Además de la operación de cuello, se pueden realizar otras intervenciones para mejorar la apariencia del rostro. El doctor cirujano plástico Antonio Tapia nos explica cuáles son las más demandas:

Para marcar los pómulos. Para ello se inyecta hidroxiapatita cálcica, un material reabsorbible que estimula el propio colágeno.
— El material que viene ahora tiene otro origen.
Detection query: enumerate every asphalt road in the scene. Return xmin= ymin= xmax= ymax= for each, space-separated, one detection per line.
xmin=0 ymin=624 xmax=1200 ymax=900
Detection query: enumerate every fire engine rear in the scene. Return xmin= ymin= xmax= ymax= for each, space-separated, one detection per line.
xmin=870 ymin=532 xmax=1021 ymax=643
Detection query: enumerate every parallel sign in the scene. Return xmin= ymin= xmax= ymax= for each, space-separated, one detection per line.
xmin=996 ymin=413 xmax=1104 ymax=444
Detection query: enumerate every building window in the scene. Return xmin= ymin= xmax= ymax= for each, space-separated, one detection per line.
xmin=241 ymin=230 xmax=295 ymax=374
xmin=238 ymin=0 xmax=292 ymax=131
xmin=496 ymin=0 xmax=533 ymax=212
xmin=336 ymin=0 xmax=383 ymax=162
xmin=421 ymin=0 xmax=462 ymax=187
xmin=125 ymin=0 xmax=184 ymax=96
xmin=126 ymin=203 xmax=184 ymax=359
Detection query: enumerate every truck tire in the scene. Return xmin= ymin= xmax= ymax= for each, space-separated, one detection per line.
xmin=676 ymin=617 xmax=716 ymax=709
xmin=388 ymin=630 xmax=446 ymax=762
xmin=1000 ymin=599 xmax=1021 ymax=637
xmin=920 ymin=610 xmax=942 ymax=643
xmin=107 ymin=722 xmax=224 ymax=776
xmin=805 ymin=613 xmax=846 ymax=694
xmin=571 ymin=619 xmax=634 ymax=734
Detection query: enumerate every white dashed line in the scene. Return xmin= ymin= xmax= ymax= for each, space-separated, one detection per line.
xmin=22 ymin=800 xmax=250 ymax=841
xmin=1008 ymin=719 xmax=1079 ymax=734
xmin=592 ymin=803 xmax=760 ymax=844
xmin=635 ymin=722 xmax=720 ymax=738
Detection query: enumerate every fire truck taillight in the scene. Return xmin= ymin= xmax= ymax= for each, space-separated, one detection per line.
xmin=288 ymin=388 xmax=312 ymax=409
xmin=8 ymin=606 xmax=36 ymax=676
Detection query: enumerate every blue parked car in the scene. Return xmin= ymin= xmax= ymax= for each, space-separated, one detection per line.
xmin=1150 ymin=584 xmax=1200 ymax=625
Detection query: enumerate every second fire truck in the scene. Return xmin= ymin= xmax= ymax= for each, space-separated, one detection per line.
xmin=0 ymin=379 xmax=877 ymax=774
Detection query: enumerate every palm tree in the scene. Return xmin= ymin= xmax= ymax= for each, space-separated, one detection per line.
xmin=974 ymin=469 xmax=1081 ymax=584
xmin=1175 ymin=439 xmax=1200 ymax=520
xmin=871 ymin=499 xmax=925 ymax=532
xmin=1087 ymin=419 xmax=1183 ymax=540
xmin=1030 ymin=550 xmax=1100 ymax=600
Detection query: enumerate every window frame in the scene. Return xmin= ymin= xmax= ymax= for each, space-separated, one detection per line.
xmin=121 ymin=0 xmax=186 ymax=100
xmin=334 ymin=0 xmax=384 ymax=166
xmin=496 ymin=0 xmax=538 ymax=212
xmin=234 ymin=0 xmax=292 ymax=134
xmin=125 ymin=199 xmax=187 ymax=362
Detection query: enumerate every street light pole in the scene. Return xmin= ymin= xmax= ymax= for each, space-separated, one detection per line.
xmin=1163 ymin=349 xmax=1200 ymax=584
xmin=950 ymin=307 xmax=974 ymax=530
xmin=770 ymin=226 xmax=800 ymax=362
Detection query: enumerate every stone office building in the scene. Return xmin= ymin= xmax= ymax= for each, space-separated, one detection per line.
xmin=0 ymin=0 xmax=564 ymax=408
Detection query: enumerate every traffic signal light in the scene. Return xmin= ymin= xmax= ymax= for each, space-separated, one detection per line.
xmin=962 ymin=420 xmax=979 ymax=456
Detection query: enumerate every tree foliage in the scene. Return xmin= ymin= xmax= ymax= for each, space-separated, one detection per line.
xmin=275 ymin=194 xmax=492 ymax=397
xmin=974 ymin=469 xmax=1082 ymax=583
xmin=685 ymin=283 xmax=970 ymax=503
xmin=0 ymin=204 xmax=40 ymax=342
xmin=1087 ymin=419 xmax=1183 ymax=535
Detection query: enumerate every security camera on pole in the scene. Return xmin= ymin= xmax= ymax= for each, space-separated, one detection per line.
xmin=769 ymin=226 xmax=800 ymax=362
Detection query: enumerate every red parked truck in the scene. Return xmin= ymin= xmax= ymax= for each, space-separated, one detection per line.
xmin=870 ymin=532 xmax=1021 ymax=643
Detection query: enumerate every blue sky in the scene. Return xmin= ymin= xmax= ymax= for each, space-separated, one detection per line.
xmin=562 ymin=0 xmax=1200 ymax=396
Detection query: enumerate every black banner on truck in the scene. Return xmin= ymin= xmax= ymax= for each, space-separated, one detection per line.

Bichectomía. Consiste en la extracción de la grasa de los mofletes para afinar el rostro, marcar más los pómulos y proporcionar una cara más angulosa. La intervención consiste en dos incisiones en el interior de la boca, una a cada lado, a la altura de la parte intermedia; se extraen las bolas, y el resultado es permanente, pues dicha grasa no se vuelve a reproducir.

Además, se puede mejorar el perfil con una rinoplastia para afinar la nariz; blefaroplastia, para eliminar las bolsas. En este caso se suele utilizar la técnica la técnica Don´t Touch, en la que las incisiones quedan por dentro y, por tanto, no se ven, no hay secuelas. Por último, se puede recurrir al bótox para reducir las arrugas de expresión y las patas de gallo.